El semestre se cierra de la mejor manera, con un triunfo y un pase a octavos merecido. Debió ser en los 90 minutos; fue en los penales, pero vale lo mismo a la hora de seguir en carrera.

El inicio
La primera parte del encuentro le perteneció, en posesión de la pelota y en ocasiones de gol, con absoluta claridad al campeón argentino, que debió irse al descanso con el marcador a su favor, pero no lo consiguió por su propia falta de puntería.
Con Juan Velázquez rompiendo por la izquierda de manera reiterada y con Metilli metido como segundo delantero, el cordobés tuvo no menos de cuatro chances de marcar.
Gimnasia apostó al aguante y a jugar de contra, pero perdió en cada intento de salir rápido por las bandas.
El Mudo Vázquez fue el conductor y todos aportaron lo suyo para manejar el trámite del partido, fallando solamente en la puntada final. Así fue que, después del tanto de Metilli, en el primer remate de los norteños, Lazarte, de cabeza, puso el 1-1.
Tras el empate, el partido fue todo del Celeste: Uvita se lo perdió a dos metros del arco, Cosaro cometió un penal grande como el estadio que el árbitro Zamora ignoró; después Metilli demoró y Hernández definió mal.

Segundo igual
El Pirata siguió manejando el partido y fallando, como en el parcial inicial, a la hora de definir.

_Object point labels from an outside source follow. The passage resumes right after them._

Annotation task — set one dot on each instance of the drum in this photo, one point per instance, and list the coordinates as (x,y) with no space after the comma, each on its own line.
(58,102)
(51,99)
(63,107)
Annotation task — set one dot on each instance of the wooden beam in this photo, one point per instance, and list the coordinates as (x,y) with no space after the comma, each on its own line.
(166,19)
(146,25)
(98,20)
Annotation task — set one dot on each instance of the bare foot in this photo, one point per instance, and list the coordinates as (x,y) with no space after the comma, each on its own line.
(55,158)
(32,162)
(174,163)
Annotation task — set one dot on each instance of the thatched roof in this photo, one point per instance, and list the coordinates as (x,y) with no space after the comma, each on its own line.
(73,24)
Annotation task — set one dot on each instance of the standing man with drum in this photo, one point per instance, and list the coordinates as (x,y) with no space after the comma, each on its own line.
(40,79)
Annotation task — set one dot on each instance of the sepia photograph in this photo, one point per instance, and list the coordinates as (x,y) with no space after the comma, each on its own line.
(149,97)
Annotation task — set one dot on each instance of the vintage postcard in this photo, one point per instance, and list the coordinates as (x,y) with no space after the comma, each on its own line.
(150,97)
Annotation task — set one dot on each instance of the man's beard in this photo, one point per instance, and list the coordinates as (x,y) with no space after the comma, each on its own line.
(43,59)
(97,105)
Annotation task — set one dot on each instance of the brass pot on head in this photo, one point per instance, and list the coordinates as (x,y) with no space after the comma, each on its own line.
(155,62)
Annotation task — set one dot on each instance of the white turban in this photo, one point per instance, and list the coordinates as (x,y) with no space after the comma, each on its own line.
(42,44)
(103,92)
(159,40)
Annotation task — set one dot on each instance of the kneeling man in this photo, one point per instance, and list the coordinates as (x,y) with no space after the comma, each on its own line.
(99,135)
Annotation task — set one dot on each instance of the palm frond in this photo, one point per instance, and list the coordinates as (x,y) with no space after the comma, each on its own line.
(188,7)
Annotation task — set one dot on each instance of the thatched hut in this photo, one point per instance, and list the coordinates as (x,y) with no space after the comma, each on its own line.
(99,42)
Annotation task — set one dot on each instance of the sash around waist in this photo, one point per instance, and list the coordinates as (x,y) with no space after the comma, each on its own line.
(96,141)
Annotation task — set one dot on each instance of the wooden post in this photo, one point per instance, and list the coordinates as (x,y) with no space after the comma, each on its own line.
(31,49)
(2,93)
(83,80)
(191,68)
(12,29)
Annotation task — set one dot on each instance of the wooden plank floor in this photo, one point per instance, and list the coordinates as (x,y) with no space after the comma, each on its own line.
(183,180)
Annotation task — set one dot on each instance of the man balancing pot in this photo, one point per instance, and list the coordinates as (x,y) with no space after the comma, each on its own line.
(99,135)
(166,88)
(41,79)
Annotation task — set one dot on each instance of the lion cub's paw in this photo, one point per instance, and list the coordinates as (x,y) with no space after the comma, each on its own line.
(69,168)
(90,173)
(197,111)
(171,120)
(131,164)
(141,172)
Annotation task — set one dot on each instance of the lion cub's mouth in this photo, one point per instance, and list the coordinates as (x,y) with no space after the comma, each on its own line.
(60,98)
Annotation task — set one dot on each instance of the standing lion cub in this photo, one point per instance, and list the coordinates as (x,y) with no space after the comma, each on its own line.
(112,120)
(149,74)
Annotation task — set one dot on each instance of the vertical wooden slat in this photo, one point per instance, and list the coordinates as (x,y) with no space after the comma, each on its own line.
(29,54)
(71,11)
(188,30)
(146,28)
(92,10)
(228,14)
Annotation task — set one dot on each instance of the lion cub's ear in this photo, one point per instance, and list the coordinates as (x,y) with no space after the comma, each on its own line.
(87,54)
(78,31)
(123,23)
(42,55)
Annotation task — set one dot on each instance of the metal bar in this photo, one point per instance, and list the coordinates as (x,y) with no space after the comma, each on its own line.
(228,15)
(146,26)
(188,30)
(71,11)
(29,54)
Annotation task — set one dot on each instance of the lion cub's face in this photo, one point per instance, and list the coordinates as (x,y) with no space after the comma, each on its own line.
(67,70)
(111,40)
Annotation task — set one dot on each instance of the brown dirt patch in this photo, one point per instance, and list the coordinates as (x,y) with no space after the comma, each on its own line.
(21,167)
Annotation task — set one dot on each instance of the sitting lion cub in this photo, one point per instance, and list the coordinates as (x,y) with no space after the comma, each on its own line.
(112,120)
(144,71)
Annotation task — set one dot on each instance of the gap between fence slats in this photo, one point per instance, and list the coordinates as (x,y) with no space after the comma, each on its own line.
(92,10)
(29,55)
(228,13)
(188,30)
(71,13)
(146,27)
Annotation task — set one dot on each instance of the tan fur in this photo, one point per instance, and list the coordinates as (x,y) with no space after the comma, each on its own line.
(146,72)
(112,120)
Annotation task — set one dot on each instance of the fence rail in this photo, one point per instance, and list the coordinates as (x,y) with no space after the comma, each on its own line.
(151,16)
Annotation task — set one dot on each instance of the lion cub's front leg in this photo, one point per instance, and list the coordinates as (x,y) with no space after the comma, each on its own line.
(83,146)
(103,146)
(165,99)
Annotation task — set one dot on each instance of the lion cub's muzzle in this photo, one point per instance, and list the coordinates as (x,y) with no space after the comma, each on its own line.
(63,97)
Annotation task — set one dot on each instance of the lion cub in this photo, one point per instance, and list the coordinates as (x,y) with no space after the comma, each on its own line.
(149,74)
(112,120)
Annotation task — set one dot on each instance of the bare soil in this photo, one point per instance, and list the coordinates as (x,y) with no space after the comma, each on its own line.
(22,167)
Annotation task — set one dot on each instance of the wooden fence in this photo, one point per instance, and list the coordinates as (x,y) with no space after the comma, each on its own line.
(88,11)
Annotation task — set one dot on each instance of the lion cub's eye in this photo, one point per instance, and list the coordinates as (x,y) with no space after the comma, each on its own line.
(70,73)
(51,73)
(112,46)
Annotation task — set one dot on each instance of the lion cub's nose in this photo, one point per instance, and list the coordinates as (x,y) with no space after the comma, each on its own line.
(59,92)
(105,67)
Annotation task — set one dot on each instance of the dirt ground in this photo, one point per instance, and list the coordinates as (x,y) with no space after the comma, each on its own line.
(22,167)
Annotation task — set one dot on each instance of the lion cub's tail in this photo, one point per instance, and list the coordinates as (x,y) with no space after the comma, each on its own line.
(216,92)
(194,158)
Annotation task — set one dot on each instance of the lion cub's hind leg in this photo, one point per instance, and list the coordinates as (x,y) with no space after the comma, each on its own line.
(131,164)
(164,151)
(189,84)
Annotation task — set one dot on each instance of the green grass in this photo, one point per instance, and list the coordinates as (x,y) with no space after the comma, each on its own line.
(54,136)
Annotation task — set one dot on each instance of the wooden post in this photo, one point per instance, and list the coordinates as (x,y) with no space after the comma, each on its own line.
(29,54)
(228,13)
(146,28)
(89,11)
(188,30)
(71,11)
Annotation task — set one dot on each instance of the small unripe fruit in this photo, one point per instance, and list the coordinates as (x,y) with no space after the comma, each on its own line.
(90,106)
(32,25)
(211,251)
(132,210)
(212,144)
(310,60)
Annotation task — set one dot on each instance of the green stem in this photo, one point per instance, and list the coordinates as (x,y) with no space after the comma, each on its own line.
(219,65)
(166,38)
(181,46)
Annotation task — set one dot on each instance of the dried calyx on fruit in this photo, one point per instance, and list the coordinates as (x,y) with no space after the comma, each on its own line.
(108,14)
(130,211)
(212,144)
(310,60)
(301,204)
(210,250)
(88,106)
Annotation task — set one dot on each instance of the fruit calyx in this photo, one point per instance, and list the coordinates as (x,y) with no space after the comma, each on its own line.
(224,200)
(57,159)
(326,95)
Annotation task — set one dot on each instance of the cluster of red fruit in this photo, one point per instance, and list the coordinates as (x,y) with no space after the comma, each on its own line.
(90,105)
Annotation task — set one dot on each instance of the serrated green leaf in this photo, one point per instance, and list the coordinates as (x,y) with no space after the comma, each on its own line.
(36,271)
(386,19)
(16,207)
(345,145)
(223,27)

Gimnasia, en tanto, se atrincheró, esperó y aguantó lo que proponía el cordobés.
Las piernas del equipo del Ruso empezaron a acusar el trajín de la semana y la pelota se dividió. La salida de Sánchez dejó sin motor el medio y, de repente, el Lobo encontró una escapada de Molina para el 2-1, con un tiro fuerte, bajo y cruzado.

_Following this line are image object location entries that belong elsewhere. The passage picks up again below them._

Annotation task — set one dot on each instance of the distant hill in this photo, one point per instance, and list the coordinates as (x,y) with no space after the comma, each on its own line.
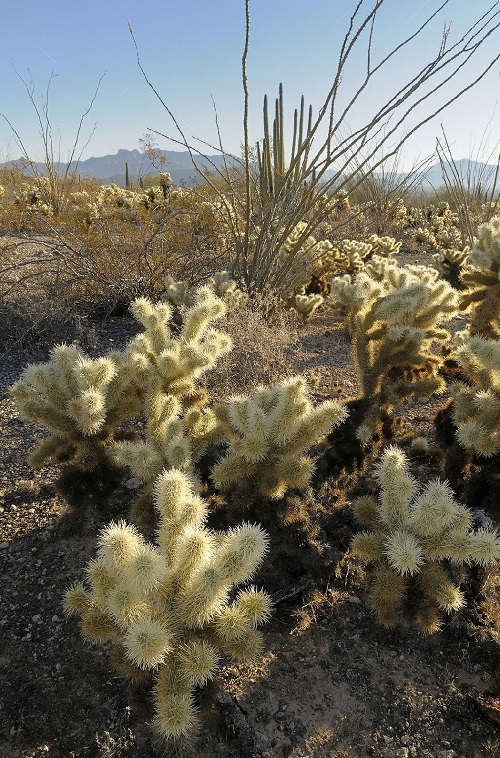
(111,168)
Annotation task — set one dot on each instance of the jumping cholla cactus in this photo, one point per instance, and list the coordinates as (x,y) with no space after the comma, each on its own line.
(410,534)
(476,406)
(269,432)
(181,293)
(481,280)
(166,608)
(175,438)
(81,401)
(395,314)
(353,254)
(306,305)
(299,258)
(383,246)
(450,263)
(172,364)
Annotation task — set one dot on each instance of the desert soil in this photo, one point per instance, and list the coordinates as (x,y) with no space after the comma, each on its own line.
(330,681)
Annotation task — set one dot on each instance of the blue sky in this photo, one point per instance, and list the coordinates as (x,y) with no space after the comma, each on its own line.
(192,50)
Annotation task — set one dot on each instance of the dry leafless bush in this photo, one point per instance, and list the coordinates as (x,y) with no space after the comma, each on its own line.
(262,351)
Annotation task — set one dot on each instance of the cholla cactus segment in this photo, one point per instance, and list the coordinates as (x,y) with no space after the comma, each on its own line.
(476,405)
(306,305)
(172,364)
(410,540)
(384,246)
(269,433)
(178,293)
(450,262)
(481,281)
(182,294)
(166,607)
(81,401)
(395,314)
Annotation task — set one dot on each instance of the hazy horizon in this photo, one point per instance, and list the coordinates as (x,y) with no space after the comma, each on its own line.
(192,53)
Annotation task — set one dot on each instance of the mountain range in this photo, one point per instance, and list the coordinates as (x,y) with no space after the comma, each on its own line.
(111,168)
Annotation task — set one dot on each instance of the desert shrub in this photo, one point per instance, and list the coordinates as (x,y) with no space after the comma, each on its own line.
(168,610)
(414,540)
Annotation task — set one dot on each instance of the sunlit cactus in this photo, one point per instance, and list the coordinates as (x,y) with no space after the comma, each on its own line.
(481,280)
(167,609)
(269,433)
(476,405)
(174,438)
(306,305)
(79,400)
(179,293)
(411,537)
(173,363)
(450,263)
(354,254)
(383,246)
(227,289)
(396,315)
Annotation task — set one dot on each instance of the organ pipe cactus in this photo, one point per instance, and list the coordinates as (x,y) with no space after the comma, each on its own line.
(167,609)
(411,537)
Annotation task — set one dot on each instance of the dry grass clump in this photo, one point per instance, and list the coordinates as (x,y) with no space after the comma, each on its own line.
(262,351)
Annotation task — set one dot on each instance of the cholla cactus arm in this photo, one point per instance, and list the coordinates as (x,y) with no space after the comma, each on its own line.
(174,363)
(269,433)
(393,330)
(411,534)
(476,406)
(165,608)
(81,401)
(306,305)
(480,280)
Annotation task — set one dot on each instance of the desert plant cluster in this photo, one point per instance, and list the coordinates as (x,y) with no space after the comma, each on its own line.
(231,489)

Belgrano se desdibujó en la recta final y el jujeño empezó a jugar con el reloj a su favor. El ingreso del Chino Zelarayán no duró mucho, porque el volante se descompensó y debió ser reemplazado un par de minutos después de ingresar. El susto fue mayúsculo y el desconcierto, mayor entre los jugadores vestidos de celeste.
Los nervios fueron el aliado de Gimnasia y el enemigo del Pirata, que empezó a sumergirse en sus fallas, mientras el concierto de errores del árbitro Zamora alcanzaba su punto más alto, permitiendo el juego brusco.

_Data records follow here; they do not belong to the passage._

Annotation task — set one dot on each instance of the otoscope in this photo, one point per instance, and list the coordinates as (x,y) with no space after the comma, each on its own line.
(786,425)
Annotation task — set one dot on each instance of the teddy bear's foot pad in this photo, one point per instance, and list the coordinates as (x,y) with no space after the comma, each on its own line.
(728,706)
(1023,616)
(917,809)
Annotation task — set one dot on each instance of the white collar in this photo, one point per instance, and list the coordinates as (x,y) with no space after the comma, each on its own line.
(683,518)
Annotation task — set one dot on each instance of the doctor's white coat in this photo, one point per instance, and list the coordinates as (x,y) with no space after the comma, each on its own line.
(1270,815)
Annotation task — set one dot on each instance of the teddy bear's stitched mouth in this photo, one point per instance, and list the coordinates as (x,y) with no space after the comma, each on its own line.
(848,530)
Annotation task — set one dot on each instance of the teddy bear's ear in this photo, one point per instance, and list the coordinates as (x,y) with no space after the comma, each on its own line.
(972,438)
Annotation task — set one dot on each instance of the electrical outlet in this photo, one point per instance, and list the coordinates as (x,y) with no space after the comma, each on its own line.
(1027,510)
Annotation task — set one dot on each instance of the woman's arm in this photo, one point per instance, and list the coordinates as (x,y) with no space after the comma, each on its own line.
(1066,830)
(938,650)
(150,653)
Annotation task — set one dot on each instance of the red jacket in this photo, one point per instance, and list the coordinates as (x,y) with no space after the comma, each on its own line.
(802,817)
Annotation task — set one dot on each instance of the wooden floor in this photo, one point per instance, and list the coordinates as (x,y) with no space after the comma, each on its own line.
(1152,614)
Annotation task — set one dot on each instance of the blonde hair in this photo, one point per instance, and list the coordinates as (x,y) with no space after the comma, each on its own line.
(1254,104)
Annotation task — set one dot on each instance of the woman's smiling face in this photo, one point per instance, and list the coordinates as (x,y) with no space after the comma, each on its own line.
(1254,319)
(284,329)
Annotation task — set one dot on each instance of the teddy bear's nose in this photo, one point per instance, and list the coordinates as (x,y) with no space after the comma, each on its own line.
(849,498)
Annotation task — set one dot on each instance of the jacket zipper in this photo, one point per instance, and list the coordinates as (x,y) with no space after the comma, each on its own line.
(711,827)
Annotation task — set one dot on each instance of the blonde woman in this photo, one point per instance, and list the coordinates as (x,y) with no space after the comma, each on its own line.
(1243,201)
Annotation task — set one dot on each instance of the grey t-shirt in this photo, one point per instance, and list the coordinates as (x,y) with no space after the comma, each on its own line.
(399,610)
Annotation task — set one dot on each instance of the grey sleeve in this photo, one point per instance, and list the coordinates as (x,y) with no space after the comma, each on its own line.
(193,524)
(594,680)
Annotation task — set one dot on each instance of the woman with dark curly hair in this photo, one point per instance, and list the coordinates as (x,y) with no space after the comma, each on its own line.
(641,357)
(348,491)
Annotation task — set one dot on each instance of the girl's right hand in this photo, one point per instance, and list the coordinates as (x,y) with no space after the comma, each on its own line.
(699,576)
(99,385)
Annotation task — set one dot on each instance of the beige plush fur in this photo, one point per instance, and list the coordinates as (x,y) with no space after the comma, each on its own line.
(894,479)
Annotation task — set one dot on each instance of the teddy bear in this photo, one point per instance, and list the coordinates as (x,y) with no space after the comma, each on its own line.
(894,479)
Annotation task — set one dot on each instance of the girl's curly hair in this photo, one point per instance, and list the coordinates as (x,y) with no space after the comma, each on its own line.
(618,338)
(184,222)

Ya no hubo ideas claras y la supremacía de largos minutos en el inicio del partido y en gran parte del segundo tiempo se perdió, porque las fallas se hicieron cada vez más frecuentes y la claridad se desvaneció.
El Pirata empezó a empujar, a ver qué podía hacer, pero las piernas no respondían a la exigencia de un resultado adverso. Los norteños no acertaban las contras y el cordobés seguía a un gol de desventaja.
Y cuando Gimnasia se sentía ganador y con el pase a octavos en el bolsillo, Mavilla ganó por la banda, jugó hacia el medio y Rigoni definió con un toque suave para mandar la definición a los penales.
Allí apareció Cardozo para contener, junto con la efectividad de los rematadores de Belgrano, y sellar el pase a octavos.